第2話 「感冒の幽霊」

王子の死後、幽霊となりて、

ひたすら彷徨い、鼻を拭い続け。

「車門二枚、どこにいる?」

毎晩毎晩、問い続けるけど、答えはなし。


ある晩、王子はひとり考えた、

「どうしても見つけられぬ車門二枚、

じゃあ、せめて鼻を拭けば、

少しは人々が喜ぶだろう。
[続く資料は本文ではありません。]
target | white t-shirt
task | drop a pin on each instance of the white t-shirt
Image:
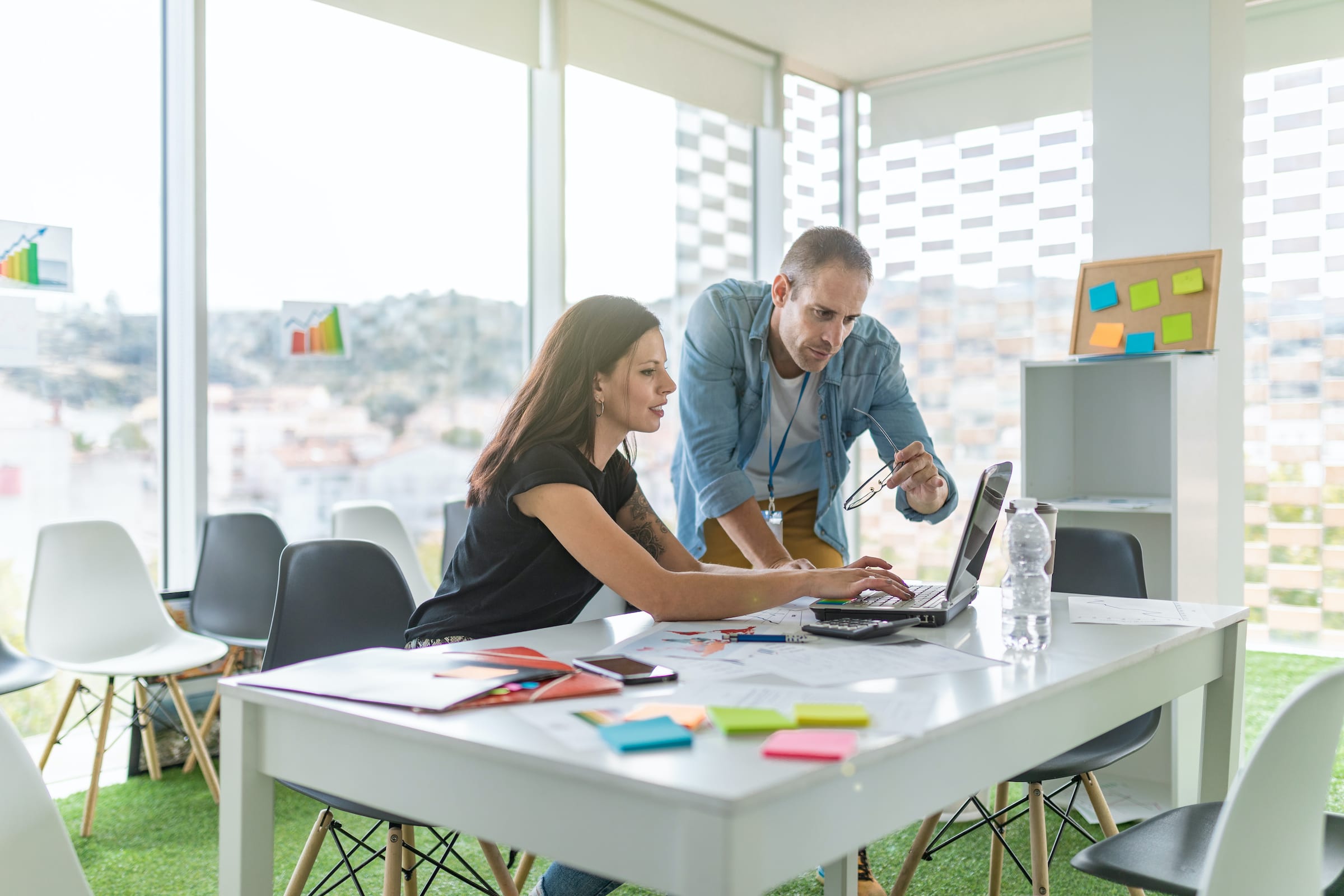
(800, 466)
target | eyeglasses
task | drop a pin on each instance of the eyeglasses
(874, 484)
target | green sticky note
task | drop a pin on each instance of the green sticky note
(831, 715)
(741, 720)
(1178, 328)
(1188, 281)
(1144, 296)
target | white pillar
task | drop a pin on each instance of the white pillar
(182, 329)
(546, 175)
(1167, 150)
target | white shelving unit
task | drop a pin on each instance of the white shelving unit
(1136, 428)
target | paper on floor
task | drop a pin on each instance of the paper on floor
(1136, 612)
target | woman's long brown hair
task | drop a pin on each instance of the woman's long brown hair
(556, 401)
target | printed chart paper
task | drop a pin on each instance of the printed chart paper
(1136, 612)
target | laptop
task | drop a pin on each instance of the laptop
(939, 604)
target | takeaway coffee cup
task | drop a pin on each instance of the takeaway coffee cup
(1049, 515)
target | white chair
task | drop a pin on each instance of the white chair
(35, 851)
(377, 521)
(95, 612)
(1271, 836)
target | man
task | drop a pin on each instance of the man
(773, 379)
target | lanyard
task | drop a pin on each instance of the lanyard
(774, 459)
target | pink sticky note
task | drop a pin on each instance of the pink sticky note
(827, 746)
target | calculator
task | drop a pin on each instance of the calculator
(859, 629)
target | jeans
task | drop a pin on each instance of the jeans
(561, 880)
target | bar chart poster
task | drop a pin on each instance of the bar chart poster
(35, 257)
(312, 329)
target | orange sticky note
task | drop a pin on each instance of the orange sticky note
(684, 715)
(1108, 335)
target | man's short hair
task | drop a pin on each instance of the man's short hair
(822, 248)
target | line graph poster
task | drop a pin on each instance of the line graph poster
(35, 257)
(312, 329)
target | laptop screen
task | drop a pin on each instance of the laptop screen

」


そこで彼は一計を案じ、

鼻孔を拭くことに決めたのだ。

「この海綿で、すべてを清めるぞ!

鼻水も涙も、すっきりと!」


王子の手が動き出す、

ぴかぴかの海綿が鼻の奥へ。

人々は突然、鼻が通る感じ、

「すごい!これでスッキリ!」と歓声を上げる。


でもすぐに違和感が広がる、

鼻が通ったはずなのに、

なぜか涙が止まらぬ!

「ま、まさか…鼻水が!」


王子の目がきらり、

「ああ、そうだ!僕の海綿が、

清潔の名の下に、

ちょっぴり悪戯を仕込んだのだ!」


人々は気づかず、ただ鼻をすすり、

「あれ?どうしてこんなに鼻水が?」

でも王子はにっこり微笑み、

「それは…清潔感を保つためだよ!」


でも何度も何度も拭いたり、

王子の海綿はどんどん汚れて、

「これでまた清潔、また清潔!」

と彼は言い続けたが、誰も信じない。


王子は疲れ果て、思わずため息、

「これでは一生、鼻水の幽霊だ…」

だがその後、王子の伝説は、

「感冒の幽霊」という噂になり、

鼻を拭く幽霊が現れる度に、

「またか…」とみんなが言うのだった。


王子はついに悟った、

「愛を見つけるのは難しい、

だが鼻水を拭いて、少し笑顔をくれる。

それでも僕は、少し満足だ。」


そして王子は、また一夜を過ごす、

海綿を手にして、鼻を拭きながら。

「でも次こそは車門二枚、

見つけられるかな?」と夢見て。